Les carnets du sous-sol lus par Patrice Chéreau, d’après Le sous-sol (1864) de Fédor Dostoïevski. Texte français d’André Markowicz
« Je suis un homme malade… Je suis un homme méchant. Un homme repoussoir. Voilà ce que je suis. Je crois que j’ai quelque chose au foie. De toute façon, ma maladie, je n’y comprends rien, j’ignore au juste ce qui me fait mal. Je ne me soigne pas, je ne me suis jamais soigné, même si je respecte la médecine et les docteurs. En plus, je suis superstitieux comme ce n’est pas permis : enfin, assez pour respecter la médecine. (Je suis suffisamment instruit pour ne pas être superstitieux.) Oui, c’est par méchanceté que je ne me soigne pas. Ça, messieurs, je parie que c’est une chose que vous ne comprenez pas.

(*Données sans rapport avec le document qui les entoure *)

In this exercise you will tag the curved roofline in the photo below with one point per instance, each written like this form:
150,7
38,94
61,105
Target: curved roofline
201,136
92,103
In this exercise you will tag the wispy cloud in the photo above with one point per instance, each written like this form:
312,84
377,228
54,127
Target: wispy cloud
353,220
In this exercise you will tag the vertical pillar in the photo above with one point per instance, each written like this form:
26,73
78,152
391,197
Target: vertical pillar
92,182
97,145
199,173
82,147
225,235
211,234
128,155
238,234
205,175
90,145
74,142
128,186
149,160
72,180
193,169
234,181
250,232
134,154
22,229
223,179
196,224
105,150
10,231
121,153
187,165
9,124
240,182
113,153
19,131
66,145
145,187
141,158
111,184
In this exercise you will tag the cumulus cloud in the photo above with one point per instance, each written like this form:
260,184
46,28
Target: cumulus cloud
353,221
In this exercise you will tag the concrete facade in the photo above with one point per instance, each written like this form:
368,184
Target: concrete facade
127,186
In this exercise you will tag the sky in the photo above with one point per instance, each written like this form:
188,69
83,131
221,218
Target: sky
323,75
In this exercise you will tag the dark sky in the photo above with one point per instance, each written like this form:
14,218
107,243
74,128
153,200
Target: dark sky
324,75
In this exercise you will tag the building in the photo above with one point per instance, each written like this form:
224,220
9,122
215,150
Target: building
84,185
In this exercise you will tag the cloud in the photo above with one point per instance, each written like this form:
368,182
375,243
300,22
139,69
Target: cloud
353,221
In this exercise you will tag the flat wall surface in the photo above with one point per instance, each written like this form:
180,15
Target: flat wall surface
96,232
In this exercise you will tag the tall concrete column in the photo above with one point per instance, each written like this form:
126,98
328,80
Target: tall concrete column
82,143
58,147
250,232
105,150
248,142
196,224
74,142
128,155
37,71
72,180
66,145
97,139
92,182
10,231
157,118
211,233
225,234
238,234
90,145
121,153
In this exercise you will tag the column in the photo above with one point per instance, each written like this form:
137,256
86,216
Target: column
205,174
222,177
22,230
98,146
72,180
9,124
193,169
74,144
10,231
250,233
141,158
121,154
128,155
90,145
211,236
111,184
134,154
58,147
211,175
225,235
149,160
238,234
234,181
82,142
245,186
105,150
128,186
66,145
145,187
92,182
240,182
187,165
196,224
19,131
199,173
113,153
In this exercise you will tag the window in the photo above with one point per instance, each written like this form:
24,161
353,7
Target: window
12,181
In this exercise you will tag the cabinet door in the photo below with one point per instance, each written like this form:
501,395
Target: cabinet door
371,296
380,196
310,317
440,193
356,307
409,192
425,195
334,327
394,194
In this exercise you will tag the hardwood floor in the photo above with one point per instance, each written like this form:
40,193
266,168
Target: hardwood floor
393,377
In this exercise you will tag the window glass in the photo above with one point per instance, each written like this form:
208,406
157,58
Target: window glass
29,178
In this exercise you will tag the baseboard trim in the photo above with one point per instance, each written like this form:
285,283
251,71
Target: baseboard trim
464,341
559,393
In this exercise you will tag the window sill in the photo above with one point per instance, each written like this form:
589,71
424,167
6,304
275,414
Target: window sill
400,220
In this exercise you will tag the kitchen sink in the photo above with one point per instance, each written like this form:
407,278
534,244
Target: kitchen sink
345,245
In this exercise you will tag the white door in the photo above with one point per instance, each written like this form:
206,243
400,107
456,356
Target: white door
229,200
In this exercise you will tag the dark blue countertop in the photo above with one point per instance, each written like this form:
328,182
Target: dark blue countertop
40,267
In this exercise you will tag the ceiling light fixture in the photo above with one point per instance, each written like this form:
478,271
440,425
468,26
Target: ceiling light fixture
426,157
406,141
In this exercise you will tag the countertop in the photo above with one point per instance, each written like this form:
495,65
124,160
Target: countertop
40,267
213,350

Moi, si ! Evidemment, je ne saurais vous expliquer à qui je fais une crasse quand j’obéis à ma méchanceté de cette façon-là ; je sais parfaitement que ce ne sont pas les docteurs que j’emmerde en refusant de me soigner ; je suis le mieux placé pour savoir que ça ne peut faire de tort qu’à moi seul et à personne d’autre. Et, malgré tout, si je ne me soigne pas, c’est par méchanceté. J’ai mal au foie. Tant mieux, qu’il me fasse encore mal ! »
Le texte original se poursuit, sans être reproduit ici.